Traditional Culture Encyclopedia - Traditional stories - Comparing stocks, funds and bonds, what is the true level of risk for all three?
Comparing stocks, funds and bonds, what is the true level of risk for all three?
The most risky are stocks, followed by funds and then bonds.
For those who want to make an asset allocation, the first thing to understand is the risk of investment products is the first thing to do, because all of them will directly determine whether or not their principal will suffer a loss. Only to keep our principal, we can talk about the so-called return. Each person's ability to bear risk is different, and the investment character is also very different. So there is no such thing as the best investment product in the world, only the better ones that are relatively suitable for you.
One of the biggest investment risks in stocks.
If we look at stock funds and bonds alone, stocks have the greatest investment risk. In the bull market, we can see that stocks have the biggest increase, which means that the investment in stocks has the highest return. But risk and return in the investment market are often directly proportional, and the investment risk of stocks has been very high for many ordinary retail investors.
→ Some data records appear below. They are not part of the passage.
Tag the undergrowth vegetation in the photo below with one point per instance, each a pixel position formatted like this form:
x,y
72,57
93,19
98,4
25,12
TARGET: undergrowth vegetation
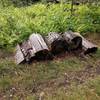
x,y
16,24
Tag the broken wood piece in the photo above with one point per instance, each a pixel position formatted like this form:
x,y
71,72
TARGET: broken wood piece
x,y
55,43
87,46
19,57
74,41
27,50
39,46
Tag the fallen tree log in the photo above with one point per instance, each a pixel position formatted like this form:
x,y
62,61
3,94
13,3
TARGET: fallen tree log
x,y
19,57
74,41
40,48
87,46
34,48
56,43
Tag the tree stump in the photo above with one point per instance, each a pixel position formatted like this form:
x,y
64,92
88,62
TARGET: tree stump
x,y
74,41
56,43
19,57
35,47
87,46
40,48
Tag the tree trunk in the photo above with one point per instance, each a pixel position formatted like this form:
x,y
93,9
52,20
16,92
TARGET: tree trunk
x,y
19,57
74,41
87,46
56,43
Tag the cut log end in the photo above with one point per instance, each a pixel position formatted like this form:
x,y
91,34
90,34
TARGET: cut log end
x,y
91,50
59,46
77,43
43,55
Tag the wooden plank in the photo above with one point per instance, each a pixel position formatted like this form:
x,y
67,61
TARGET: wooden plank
x,y
74,41
19,57
27,50
37,43
55,43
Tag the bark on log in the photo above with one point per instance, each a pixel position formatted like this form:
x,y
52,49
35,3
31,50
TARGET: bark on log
x,y
39,46
56,43
87,46
27,50
19,57
74,41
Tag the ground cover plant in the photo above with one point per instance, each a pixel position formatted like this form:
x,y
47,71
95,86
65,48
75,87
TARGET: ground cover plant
x,y
16,24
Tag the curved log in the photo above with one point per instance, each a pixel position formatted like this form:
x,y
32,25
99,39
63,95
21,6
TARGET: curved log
x,y
39,47
19,57
56,43
74,41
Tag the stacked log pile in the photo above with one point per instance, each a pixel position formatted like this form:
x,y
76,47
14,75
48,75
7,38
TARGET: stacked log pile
x,y
43,48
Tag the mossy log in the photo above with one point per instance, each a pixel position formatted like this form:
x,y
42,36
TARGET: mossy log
x,y
35,47
56,43
74,41
87,46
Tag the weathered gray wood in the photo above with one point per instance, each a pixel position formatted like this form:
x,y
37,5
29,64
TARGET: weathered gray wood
x,y
87,46
37,42
55,42
27,50
74,41
19,57
39,46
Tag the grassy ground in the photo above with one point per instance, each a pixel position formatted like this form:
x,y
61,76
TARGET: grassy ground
x,y
67,77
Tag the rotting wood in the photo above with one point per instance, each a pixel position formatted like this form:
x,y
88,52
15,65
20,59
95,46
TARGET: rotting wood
x,y
39,46
27,50
74,41
19,57
87,46
56,43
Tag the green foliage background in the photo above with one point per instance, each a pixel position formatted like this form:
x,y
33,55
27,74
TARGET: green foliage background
x,y
16,24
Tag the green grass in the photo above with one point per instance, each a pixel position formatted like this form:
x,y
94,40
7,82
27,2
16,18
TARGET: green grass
x,y
24,78
16,24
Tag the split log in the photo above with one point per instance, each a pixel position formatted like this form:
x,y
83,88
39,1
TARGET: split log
x,y
74,41
56,43
39,46
19,57
27,50
87,46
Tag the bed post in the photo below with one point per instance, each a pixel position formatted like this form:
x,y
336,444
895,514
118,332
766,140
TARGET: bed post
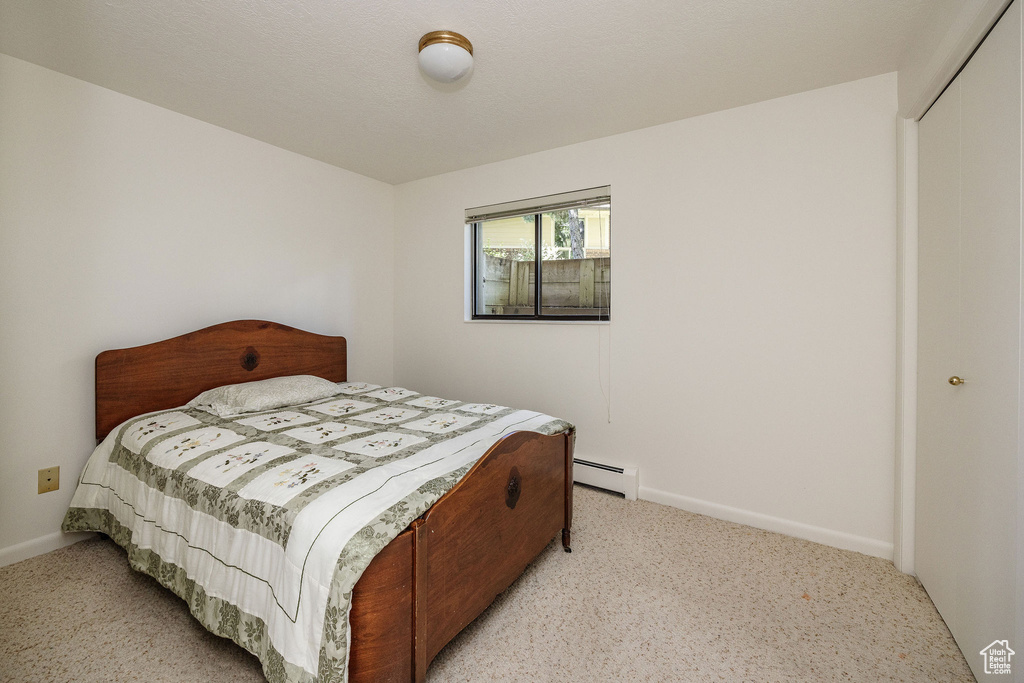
x,y
567,529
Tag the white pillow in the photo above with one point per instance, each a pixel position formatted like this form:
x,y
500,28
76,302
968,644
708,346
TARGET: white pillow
x,y
232,399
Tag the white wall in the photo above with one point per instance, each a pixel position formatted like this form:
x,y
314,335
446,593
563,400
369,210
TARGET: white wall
x,y
123,223
754,304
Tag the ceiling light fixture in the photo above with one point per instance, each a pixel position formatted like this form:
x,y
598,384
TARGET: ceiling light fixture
x,y
445,55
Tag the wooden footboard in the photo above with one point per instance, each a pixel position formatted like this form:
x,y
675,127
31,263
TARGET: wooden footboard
x,y
451,564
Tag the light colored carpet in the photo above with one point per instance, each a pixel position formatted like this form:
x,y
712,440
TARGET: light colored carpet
x,y
649,594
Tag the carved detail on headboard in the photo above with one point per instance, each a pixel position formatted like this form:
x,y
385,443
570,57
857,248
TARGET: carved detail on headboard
x,y
168,374
250,358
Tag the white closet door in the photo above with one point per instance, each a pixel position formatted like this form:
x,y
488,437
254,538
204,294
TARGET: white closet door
x,y
990,249
940,467
970,315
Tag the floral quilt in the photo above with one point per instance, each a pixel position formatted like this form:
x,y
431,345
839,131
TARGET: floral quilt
x,y
264,522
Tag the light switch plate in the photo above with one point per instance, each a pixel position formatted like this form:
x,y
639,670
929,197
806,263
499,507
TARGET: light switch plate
x,y
49,479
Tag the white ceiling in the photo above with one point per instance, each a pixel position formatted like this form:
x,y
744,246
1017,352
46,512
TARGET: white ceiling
x,y
339,81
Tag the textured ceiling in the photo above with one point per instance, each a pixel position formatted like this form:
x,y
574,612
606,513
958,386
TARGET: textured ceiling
x,y
339,81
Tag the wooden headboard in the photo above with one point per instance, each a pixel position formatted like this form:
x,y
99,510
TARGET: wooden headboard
x,y
170,373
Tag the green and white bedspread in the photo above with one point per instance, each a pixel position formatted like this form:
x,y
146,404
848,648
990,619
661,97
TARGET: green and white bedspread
x,y
264,522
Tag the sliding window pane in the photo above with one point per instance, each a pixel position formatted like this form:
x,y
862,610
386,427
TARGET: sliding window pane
x,y
576,270
506,250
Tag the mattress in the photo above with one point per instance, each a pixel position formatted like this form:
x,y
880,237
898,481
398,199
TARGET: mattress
x,y
263,522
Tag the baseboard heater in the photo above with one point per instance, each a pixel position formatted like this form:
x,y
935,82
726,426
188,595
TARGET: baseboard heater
x,y
616,479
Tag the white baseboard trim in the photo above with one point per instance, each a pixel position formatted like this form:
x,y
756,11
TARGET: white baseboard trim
x,y
788,527
43,544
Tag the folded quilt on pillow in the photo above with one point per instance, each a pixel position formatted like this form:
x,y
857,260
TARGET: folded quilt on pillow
x,y
226,401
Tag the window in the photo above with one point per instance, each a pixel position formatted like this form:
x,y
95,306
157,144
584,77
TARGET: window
x,y
547,258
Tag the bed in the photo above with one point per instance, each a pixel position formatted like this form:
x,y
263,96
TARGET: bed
x,y
418,586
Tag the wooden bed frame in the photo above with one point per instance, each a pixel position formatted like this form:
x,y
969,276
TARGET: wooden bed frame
x,y
438,574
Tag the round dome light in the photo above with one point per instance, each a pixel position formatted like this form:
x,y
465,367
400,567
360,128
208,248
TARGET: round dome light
x,y
445,55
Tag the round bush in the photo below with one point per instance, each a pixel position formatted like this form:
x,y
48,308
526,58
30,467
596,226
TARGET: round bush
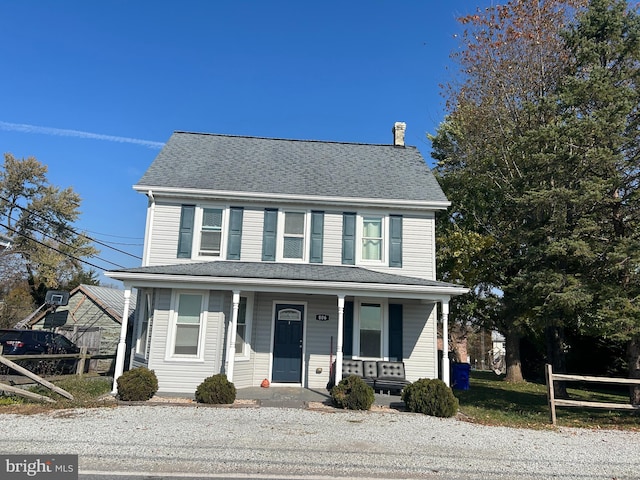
x,y
431,397
352,393
216,389
137,385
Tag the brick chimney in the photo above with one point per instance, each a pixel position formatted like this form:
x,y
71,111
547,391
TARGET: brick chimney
x,y
398,133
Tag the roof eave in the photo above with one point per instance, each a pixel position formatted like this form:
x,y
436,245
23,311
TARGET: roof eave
x,y
430,292
158,191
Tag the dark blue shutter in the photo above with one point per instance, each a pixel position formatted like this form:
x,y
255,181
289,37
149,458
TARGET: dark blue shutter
x,y
395,241
395,331
317,235
349,238
347,329
185,238
235,233
269,235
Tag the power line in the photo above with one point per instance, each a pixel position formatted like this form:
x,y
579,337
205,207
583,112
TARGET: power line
x,y
61,252
30,212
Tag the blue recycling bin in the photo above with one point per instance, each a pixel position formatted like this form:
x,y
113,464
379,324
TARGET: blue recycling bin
x,y
460,376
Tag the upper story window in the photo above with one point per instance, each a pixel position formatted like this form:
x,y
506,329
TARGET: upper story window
x,y
211,232
290,236
293,235
372,238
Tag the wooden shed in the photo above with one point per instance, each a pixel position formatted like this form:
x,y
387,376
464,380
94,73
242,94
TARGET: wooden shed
x,y
92,318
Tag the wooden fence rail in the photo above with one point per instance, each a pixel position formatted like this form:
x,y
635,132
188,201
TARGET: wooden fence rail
x,y
561,402
7,360
82,357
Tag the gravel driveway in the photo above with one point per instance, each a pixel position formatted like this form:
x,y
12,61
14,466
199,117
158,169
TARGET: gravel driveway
x,y
298,443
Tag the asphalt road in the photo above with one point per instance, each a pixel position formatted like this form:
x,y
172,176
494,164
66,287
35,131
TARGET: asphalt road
x,y
195,442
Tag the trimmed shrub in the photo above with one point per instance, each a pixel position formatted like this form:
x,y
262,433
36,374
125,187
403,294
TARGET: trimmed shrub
x,y
431,397
216,389
352,393
137,385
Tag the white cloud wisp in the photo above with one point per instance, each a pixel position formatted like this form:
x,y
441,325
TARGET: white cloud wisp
x,y
60,132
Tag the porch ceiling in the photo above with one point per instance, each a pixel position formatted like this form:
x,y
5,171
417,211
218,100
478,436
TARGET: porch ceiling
x,y
303,278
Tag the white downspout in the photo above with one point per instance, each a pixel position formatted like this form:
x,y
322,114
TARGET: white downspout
x,y
146,249
445,343
233,333
122,345
337,374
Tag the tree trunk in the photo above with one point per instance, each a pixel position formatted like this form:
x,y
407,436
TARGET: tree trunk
x,y
512,357
458,336
633,357
556,356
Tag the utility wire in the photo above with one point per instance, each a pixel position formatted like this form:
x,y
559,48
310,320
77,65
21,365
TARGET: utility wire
x,y
30,212
59,251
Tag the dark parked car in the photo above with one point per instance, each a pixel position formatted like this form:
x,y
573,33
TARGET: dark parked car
x,y
39,342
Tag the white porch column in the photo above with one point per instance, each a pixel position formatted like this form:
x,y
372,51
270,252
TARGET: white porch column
x,y
233,333
337,374
122,345
445,343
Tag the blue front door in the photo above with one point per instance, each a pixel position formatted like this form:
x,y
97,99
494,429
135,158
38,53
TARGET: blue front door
x,y
287,344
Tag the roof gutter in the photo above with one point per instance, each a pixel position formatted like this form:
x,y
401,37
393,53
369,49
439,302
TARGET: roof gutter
x,y
290,286
293,199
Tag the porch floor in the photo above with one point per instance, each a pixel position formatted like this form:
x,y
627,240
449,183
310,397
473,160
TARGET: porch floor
x,y
298,397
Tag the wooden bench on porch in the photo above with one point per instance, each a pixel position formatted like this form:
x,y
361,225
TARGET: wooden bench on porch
x,y
381,375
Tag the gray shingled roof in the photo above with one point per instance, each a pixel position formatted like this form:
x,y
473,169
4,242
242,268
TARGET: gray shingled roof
x,y
111,299
285,271
292,167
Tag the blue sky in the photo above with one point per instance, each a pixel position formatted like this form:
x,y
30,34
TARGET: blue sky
x,y
93,89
We can generally understand the retracement rate of stocks as more than 50%, and can even reach 90% in some extreme markets.
Two, the investment risk of the fund is relatively reasonable.
We can understand holding funds as holding stocks by holding funds. There are many types of funds, both active funds like equity fundsand hybrid funds, as well as passive funds like bond fundsand index funds. In other words, you can choose a fund product that suits your investment strategy based entirely on your investment preferences.
Three, bonds have the lowest risk.
The bonds we often refer to are generally corporate bonds and treasury bonds, which are relatively high risk, but treasury bonds are actually very low risk. If we stretch it out over time, the average retracement for bonds is around 5% annualized, and the annualized yield generally stays between 1% and 3%. There is a term called stock and bond rebalancing, for the small partners who can flexibly allocate their assets, holding an appropriate proportion of bonds can minimize our investment risk, but also ensure our investment return.